君に捧げるアイラブユー




ドラマのことだけじゃない。きっと他にもたくさんあるんだろう。

俺の知らない会話。俺の知らない時間。俺の知らない西宮。二人だけが共有している何か。

西宮は俺とも話してくれる。笑ってくれる。優しい言葉もかけてくれる。でもそれとこれとは別だ。

西宮が本当に見ている相手は誰なのか、俺はずっと知っていたから。



『ごめん、トイレ行ってくる』



俺は席を立った。逃げるみたいに。いや、実際逃げていたんだと思う。あの場にいるのが苦しかったから。

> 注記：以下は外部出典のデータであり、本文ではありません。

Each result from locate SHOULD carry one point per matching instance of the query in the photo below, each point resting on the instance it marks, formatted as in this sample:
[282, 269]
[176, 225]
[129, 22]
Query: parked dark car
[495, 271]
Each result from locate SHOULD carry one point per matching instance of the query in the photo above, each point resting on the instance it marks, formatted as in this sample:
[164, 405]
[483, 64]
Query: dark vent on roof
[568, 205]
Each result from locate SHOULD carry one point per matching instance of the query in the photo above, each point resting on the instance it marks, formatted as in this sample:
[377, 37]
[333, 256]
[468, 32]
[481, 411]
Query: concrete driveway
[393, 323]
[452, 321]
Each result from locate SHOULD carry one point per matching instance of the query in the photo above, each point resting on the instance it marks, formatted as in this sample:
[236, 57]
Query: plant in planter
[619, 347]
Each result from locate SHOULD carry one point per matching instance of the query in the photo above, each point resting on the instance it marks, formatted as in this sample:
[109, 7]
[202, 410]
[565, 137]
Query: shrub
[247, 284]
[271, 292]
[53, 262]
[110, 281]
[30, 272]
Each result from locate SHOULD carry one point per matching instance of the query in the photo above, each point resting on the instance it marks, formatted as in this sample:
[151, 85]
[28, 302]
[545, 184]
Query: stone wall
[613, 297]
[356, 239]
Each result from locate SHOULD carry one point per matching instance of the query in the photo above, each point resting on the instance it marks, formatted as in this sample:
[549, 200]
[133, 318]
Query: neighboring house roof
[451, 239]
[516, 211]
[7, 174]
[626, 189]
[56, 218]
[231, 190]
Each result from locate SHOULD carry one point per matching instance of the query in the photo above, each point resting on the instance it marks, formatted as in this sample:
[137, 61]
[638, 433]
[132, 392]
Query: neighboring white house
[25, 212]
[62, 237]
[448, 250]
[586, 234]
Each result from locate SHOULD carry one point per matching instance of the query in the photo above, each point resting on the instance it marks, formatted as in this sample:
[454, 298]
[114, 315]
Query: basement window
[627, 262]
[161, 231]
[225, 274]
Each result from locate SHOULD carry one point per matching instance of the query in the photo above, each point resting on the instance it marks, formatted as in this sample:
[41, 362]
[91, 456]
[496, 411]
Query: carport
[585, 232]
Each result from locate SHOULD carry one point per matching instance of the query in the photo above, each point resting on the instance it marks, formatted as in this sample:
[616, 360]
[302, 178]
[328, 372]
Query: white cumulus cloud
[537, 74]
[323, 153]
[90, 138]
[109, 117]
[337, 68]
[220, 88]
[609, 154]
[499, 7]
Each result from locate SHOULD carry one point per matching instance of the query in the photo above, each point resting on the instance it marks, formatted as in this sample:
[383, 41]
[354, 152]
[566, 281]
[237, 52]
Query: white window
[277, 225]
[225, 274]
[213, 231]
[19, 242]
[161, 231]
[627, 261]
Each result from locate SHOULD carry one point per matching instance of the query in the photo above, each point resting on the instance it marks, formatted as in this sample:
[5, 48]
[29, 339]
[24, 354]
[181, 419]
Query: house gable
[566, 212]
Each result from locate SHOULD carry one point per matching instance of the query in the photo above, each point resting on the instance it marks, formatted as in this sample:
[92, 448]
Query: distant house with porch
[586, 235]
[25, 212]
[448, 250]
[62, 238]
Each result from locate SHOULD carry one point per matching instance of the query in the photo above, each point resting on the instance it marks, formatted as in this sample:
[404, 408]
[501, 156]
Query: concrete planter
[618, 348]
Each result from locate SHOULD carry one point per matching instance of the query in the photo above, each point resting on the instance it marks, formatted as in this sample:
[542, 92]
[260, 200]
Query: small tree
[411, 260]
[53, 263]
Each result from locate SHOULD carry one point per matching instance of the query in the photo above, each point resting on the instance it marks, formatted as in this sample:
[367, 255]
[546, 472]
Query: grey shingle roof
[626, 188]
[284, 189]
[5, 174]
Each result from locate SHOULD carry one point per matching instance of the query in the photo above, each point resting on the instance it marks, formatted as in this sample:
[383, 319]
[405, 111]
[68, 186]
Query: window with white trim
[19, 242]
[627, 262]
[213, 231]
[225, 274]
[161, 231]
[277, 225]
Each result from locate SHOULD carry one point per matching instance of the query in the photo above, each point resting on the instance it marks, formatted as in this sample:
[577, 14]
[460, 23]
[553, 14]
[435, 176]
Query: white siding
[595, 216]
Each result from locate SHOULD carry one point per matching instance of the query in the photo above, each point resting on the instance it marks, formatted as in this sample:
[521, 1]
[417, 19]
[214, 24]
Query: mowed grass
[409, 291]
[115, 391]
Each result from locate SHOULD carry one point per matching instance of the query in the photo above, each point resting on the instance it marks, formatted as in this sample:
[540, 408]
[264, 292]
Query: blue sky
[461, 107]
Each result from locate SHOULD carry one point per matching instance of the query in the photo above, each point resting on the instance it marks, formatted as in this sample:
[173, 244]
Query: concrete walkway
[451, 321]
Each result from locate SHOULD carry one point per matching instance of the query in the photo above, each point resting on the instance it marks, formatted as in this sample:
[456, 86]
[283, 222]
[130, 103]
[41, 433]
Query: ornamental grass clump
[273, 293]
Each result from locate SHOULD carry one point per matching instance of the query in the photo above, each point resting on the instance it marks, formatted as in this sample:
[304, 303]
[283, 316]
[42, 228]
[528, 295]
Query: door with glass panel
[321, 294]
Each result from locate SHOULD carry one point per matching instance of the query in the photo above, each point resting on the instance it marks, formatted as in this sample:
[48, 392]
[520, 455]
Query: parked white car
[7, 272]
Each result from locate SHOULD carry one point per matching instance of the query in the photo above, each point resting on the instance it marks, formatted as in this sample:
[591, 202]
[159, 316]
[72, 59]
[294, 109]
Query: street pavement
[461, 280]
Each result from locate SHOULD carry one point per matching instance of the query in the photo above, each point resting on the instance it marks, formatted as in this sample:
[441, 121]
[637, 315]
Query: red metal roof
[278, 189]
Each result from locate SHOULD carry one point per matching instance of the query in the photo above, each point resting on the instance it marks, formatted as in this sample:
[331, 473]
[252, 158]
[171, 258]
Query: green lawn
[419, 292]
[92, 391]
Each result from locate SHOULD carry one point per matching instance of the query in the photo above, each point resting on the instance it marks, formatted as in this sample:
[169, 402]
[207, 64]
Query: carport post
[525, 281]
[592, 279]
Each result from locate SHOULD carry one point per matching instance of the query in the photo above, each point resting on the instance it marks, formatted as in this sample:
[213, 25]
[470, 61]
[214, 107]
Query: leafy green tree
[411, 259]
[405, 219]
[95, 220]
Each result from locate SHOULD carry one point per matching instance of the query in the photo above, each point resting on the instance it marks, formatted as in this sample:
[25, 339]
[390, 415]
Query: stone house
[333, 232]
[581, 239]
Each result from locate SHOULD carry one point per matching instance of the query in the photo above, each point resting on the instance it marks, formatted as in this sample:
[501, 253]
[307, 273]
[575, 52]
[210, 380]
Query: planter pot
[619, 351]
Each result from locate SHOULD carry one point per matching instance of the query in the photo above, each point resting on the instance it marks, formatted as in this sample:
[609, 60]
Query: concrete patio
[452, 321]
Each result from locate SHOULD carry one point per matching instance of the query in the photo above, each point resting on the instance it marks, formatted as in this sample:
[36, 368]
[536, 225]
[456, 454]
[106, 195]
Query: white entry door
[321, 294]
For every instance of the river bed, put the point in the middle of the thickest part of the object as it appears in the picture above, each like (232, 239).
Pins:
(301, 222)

これ以上ふたりを見ていたら、自分の中に溜まっている感情が溢れそうだったから。

廊下を歩く。どこへ向かうわけでもなく。ただ歩く。窓から差し込む光がやけに眩しい。呼吸が浅い。胸が苦しい。なんでこんなに苦しいんだろう。

天馬は言っていた。西宮のことは好きじゃないと。俺じゃなくて、お前だろって。

あの時の天馬は嘘をついているようには見えなかった。

でも、本当にそうなんだろうか。もし俺が西宮を好きだと知っていたから。俺に気を遣って遠慮しただけだったら。天馬ならあり得る。

本当は好きなんじゃないか。本当は西宮のことを気になっているんじゃないか。俺のために隠しただけなんじゃないか。